叔父さまが訪ねてくる日だと分かるのか、いつも、急に買い物を取りやめて帰ってくるらしい。
どうやって知っているのだろうと思っていれば、抱きつこうとしたお嬢様を叔父さまが手で制する。
「君はそれでも貴族なのかね?」
言い放たれた声が恐ろしく冷たいことに、目を見開いた。
いつもは、叔父さまが別館から本邸に帰ってから接触しているようなので、叔父さまのお嬢様への対応を見るのは今日が初めてだった。
思ったよりも剣呑な雰囲気になった叔父さまに、息を呑んでしまう。
私にはずいぶんと甘い人なので、同じ姪のお嬢様にも同じような接し方だと思っていたのだが。
彼女の貴族らしからぬ振る舞いが、さすがの叔父さまでも苦言を呈さねばならないと厳しくさせているのだろうか。
「叔父さまってば、相変わらず真面目~」
貴族らしくと、家格が上の叔父さまからの忠告を真面目の一言でばっさり切り捨てるお嬢様に顔が引きつる。

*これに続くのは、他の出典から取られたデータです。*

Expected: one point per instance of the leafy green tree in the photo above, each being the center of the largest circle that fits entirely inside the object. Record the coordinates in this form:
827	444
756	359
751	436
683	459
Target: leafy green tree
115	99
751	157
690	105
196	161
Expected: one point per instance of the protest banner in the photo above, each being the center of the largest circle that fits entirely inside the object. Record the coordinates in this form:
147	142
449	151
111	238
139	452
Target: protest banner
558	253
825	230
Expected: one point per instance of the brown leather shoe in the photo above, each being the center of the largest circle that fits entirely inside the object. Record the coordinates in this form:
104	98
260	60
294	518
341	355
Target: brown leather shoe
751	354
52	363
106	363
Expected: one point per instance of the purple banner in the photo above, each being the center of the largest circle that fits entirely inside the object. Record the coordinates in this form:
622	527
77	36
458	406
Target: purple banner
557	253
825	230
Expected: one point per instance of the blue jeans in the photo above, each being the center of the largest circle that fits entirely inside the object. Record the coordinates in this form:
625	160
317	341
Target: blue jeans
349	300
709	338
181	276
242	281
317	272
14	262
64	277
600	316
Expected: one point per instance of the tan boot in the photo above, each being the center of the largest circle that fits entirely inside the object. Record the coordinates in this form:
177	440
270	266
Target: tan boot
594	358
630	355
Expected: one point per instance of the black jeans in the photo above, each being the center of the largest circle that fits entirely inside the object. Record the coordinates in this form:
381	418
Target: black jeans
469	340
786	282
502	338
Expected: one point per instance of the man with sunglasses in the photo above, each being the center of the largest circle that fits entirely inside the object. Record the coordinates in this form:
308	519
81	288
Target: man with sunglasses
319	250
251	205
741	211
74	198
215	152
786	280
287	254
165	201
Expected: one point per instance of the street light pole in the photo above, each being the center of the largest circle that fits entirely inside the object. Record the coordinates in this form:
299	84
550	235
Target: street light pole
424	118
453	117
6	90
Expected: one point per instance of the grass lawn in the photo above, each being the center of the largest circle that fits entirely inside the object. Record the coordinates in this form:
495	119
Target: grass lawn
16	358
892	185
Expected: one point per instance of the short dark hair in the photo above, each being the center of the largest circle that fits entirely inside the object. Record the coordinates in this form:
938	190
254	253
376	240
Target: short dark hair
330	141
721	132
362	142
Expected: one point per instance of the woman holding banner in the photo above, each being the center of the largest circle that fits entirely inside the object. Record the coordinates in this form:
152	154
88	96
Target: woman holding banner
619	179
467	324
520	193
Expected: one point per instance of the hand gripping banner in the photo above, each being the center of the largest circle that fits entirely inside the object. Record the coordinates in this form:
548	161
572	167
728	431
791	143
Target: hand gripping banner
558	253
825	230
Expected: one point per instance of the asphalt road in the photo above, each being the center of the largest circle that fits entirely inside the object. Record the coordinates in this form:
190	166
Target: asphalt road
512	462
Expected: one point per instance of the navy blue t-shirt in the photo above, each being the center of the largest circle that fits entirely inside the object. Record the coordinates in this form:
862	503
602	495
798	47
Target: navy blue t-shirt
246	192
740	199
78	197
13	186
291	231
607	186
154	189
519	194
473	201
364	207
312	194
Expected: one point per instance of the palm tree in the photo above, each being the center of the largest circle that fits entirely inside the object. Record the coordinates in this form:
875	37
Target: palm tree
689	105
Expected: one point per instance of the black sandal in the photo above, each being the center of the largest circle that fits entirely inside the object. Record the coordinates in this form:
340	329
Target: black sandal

血縁であるものの、もう少し言い方、返し方があるはずだ。
まるで前世の女子高生のような返しじゃないかと思ってしまう。
「そんなことよりも、ジャン叔父さま」
そんなことよりも、て。
お嬢様を思っての言葉をそんなこと呼ばわりに、私のことじゃないのに青ざめてしまう。
助け舟を出すべきかと思うも私が口を挟むよりも、お嬢様が突っ走る。
「モブの部屋なんかより私の部屋に行きましょう!」
お嬢様は相変わらず自分勝手だった。
立ち上がらせようと腕を掴んでくるお嬢様に、叔父さまは思いっきり顔を顰めている。
振り払うまではする気がないらしく、腕に絡む手を外させるにとどまった。
何かすべきだろうと腰を上げるが、叔父さまがちらりとこちらを見て何もするなと視線で言ってきた。
「モブとは?」
叔父さまの前でお嬢様に接するのは初めてだから、この呼び方を聞くの初めてなのか。
立ち上がった叔父さまは腕を組み、お嬢様よりも頭ひとつは背が高いため見下ろすようにお嬢様を見つめる。
その顔は不愉快そうに眉が寄せられている。
説明を求められたお嬢様は、何を今更と言わんばかりのきょとんとした顔で私を指差してくる。
「あの子のことよ、」
「……モブとはどういう意味だ?」
叔父さまは何か思うところがあったのか、眉間にシワが濃くなった。
しかし、改めて問われると、困る。
モブって漫画の背景キャラってイメージだけど、この世界には漫画がないので、どう説明すればいいのか。
私が聞かれたわけではないけれど、考えてしまう。
「脇役……、その他大勢の一人……、うーん、なんて説明したらいいのか」
お嬢様も同じだったようで説明に困っている。
はて、それならば、お嬢様はどこでモブという言葉を知ったのだろうか?
叔父さまが知らなかったということは、この国の言葉ではない、もしくは若い子の間で最近作られた言葉とかだろうか?
「もう、いいっ」
疑問に思っていれば、大声を出した叔父さまに吃驚する。
いつも優雅な振る舞いをする叔父さまらしくない行動だ。
どうしたのだろうかと叔父さまを窺えば、握りしめられた手が震えていた。
「! じゃあ、私の部屋に、」
叔父さまの様子なんて気にかけず、お嬢様が声をかける。
お嬢様は話が終わったのだから、自分の部屋に行くのだろうと思ったらしい。
相変わらず、なんでも自分の思い通りになると思ってそうだ。
いや、実際彼女はある程度、自分の思い通りにできる。
自分よりも格が下の相手に対してだけれど。
「部屋に戻るのは君だけだ。私はまだ彼女に用がある」
叔父さまが絞り出したような低い声で、そう言った。
お嬢様ではなく、自分を選んでくれるような言葉ぶりに喜ぶ自分を諫める。
私のことを選んだのではなく、彼女よりも私の方が先だったからというだけだ、勘違いしてはいけない。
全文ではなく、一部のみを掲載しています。